My jaw ached as I clenched it. “Goodnight, Jacob.” I opened the door for him. “I’ll have the boys ready for you to pick them up in the morning.”

“You could spend the day with us,” Jacob said. “Like old times.”

He stood in my house, looking dapper and innocent, promising a return to the past like he hadn’t been the main reason for my unhappiness. And, fool that I was, I’d gone and traded him for another version of the same thing.

This time, the man I’d fallen for didn’t try to keep me at home.

Not yet, anyway. But he had power over my employment, my housing, my life.

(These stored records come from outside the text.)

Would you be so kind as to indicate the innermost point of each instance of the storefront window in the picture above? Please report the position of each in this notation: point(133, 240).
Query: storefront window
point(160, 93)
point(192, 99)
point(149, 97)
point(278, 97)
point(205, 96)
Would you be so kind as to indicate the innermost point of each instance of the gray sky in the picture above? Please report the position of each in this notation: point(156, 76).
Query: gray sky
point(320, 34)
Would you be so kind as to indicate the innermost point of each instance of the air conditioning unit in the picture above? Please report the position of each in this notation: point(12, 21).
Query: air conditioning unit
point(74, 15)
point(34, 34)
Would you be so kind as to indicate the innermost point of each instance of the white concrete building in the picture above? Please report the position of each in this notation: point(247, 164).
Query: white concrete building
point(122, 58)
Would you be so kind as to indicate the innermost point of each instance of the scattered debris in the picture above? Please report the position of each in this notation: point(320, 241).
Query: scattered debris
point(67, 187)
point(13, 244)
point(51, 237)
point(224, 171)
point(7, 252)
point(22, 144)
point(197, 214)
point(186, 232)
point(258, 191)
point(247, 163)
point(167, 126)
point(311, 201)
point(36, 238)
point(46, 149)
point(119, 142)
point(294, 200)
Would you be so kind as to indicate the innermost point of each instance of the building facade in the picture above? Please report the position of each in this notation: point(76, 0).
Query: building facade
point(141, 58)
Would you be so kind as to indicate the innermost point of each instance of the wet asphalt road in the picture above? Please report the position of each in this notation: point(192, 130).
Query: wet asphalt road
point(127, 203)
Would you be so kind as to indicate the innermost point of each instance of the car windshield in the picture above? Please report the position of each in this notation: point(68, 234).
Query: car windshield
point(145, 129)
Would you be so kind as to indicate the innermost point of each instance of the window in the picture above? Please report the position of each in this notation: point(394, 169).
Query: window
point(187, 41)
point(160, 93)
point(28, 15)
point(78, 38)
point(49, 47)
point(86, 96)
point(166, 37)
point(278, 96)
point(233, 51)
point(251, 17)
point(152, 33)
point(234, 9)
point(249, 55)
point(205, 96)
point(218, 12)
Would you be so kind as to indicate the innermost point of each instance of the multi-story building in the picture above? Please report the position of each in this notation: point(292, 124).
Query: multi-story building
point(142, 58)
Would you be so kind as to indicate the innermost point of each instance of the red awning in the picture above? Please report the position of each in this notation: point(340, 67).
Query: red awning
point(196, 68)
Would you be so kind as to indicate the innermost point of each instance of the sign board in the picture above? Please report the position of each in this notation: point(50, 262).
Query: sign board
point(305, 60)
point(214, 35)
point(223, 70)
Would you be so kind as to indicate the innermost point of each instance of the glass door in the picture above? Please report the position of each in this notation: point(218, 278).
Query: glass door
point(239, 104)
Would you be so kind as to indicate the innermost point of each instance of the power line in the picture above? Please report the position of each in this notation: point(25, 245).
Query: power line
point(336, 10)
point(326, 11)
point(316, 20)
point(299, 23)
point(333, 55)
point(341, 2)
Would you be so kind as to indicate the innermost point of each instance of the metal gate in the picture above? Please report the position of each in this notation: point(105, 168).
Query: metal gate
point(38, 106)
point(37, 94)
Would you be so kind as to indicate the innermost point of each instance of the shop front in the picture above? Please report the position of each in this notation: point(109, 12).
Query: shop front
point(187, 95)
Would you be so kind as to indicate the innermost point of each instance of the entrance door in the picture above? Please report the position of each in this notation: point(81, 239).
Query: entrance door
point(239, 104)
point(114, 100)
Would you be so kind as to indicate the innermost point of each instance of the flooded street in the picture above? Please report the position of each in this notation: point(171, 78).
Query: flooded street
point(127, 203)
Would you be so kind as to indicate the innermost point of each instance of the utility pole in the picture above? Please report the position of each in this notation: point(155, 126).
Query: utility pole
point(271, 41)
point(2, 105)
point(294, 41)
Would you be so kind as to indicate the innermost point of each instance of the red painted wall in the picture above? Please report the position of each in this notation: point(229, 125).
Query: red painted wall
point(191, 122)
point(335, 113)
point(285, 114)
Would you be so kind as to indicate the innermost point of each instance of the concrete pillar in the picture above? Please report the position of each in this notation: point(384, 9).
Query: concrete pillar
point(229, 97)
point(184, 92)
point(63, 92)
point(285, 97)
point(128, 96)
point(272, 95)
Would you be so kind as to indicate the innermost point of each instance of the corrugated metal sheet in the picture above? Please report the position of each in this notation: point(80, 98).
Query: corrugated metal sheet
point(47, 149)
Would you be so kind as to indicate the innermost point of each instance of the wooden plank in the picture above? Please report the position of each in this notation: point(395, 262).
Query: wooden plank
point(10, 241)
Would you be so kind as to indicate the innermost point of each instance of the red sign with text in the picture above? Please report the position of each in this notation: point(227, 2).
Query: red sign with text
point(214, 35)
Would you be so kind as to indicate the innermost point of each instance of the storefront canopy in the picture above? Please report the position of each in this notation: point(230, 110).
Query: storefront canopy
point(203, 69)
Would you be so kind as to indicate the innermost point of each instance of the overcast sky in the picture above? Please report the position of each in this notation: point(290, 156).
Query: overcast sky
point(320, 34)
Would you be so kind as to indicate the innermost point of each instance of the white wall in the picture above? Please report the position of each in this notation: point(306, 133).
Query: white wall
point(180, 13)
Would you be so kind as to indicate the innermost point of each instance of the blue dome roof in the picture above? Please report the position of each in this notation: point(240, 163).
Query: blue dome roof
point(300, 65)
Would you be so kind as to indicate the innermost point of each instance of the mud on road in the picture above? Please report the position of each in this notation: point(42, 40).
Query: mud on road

He positioned himself as the hero, driving me to the hospital, putting snow tires on my old car, tying my Christmas tree down for transport, supporting me at work, and all the other thousand things he’d done while muscling his way into every corner of my life.

Now, when he wasn’t happy with me, he turned the screws to make sure I felt the pressure. He wanted me to know he was in control.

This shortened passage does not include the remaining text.